Making Cushioned Seat Backs
 
 

If your seat backs are as horrible as these - read on!

Cevema's upholstery was looking very tired so I decided that I would do something about it. I very quickly ruled out the possibility of commisioning a professional for the task as I am more than usually poor! I scanned 'e-bay' and the local free-ads paper Trade-it's web site until I spyed an industrial sewing machine going for the right price.

I installed said machine in my kitchen. Don't be tempted to do what my mate on the next pontoon at Watchet did. He decided to do some marine sewing on his wife's pride and joy, all singing, all dancing machine, without her permission, and totally wrecked it. He still had to buy an industrial machine and another machine for the wife as well as compensatory gifts!

I then totally re-upholstered Cevema - I may write that up one day but I didn't think to take any pictures. Gilbert Marine in their wisdom decided to cover the lockers behind the seats with naff little curtains, which I always disliked. I wanted some comfort so decided to make some cushioned seat backs. Here's how I went about it.

I firstly had to pay the foam barons another visit and bought more foam which seems to cost an arm and a leg. I also bought from them some spray contact adhesive which works very well with foam. I cut out the basic 'door' from some plywood I had kicking around my workshop and glued the foam to it leaving about half an inch protruding around the wood. I trimmed this off with my band saw using the ply as a guide. If you don't have a band saw I would advise taking your ply formers down to the foam suppliers and get them to cut it to size. It can be cut with a very sharp bread knife but is not easy.

Next stage is to make the cover. I bought my material for about £8 a yard which is cheap for decent quality material. I discovered that it really pays to shop around for fabric and foam. Prices seem to be governed by willingness to pay rather than quality on the whole. You'll need to buy some tailors chalk, plenty of long pins, some strong thread (big industrial cone shaped bobbins are hugely cheaper than domestic bobbins - dunno why), decent quality dress makers scissors (cheap scissors proved to be false economy) and a seam ripper.

Lay your fabric face down on a table and place your plywood bit on top.
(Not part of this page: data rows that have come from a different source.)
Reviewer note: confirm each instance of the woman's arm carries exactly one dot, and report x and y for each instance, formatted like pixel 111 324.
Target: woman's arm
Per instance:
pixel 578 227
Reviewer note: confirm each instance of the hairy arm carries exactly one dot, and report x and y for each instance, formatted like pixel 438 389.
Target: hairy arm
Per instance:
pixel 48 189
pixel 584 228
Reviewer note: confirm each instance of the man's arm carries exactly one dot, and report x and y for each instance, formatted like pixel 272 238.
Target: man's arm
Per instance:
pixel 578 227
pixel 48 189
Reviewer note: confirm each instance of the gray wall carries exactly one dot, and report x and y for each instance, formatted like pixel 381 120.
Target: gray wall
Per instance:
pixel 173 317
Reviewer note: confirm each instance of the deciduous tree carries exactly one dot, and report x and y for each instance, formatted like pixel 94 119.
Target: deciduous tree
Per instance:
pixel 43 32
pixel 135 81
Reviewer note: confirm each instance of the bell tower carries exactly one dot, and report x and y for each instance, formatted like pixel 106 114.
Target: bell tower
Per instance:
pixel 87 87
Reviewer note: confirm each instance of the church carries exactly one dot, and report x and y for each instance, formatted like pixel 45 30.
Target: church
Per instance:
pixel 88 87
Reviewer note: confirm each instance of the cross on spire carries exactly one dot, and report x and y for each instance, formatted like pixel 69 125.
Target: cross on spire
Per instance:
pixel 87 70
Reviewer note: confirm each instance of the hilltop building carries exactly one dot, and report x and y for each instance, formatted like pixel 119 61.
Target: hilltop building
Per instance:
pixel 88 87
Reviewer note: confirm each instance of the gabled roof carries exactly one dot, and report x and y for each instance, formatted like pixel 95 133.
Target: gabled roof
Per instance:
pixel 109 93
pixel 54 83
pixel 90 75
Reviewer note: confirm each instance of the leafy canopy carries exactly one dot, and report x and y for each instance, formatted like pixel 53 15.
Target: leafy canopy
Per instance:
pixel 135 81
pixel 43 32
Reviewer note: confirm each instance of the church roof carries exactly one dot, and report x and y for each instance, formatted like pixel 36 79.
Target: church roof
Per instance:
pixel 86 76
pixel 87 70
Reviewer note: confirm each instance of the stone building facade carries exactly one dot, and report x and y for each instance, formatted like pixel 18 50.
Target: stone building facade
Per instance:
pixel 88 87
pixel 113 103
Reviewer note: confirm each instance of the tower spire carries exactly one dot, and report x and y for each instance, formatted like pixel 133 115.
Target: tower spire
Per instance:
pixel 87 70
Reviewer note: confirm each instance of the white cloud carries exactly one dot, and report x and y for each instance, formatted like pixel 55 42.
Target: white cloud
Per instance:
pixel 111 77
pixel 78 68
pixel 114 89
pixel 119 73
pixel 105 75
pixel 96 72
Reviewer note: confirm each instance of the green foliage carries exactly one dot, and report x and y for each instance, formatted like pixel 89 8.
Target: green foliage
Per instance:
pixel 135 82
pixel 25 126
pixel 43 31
Draw around the wood with the tailors chalk. Then draw a second line half an inch outside the first and then cut around this line. You next need to make the sides. Measure around the inside line of the material you have just cut out and add one inch plus a bit more for safety! The width of this piece should be the thickness of the plywood/foam sandwich plus half an inch for the seam and a good inch for the back. Cut out the side piece and draw a line with chalk half an inch in from one long edge. You lay this edge face to face with front piece and hold it together with dressmakers pins. This is a tad tricky to acheive especially going around the rounded corners and even more difficult to describe! You then sew along the seam lines (half inch in from edge) Hopefully if you look at photo you'll see what I mean. It is important to sew inside out.

For the next stage you will need a heavy duty staple gun. I spent a fair bit of time investigating such devices and found that the best value for money was a 'Rapesco' electric gun which I found in Machine Mart.

This is very easy to use, very powerful, came with lots of staples of all different sizes and was considerably cheaper than most of the hand powered devices. It even comes with a heavy staple remover which you will need, unless you are much more clever than me. I have previously wasted money on a cheap staple gun for a work project and it was a tenner down the drain.

Next lay down the material as shown in the photo below and put the pad assemby, wood side up, down on it and gently and evenly pull the sides up.

There is a bit of a balancing act at this stage. You need enough tension in the fabric for the foam to be slightly under compression so that the pad maintains it's shape but too much and corners are squashed. I started in the middle of each side first and then worked towards the corners. The trickiest bit is maintaining an even pull on the material all the way along. You will need to keep a constant eye on it or you'll get maximum value from you staple removal tool.

At the corners you will need to cut darts to form the curved edge. At this stage it is very easy to pull the fabric too tight on the corners, as I discovered the hard way. More use of the staple removal tool!

When you have finished it should look like this.

Fitting them is pretty much strainght straight forward using laquared brass hinges. I used brass sprung ball catches at the top as they hold fast. One could use magnetic catches but I wouldn't want to trust them in the lumpy stuff.

You can see from this picture the hinges and catch I used.

Whilst I am very pleased with the end result of this project, I must emphasize that it is very much a personal first attempt and that I have had no tuition.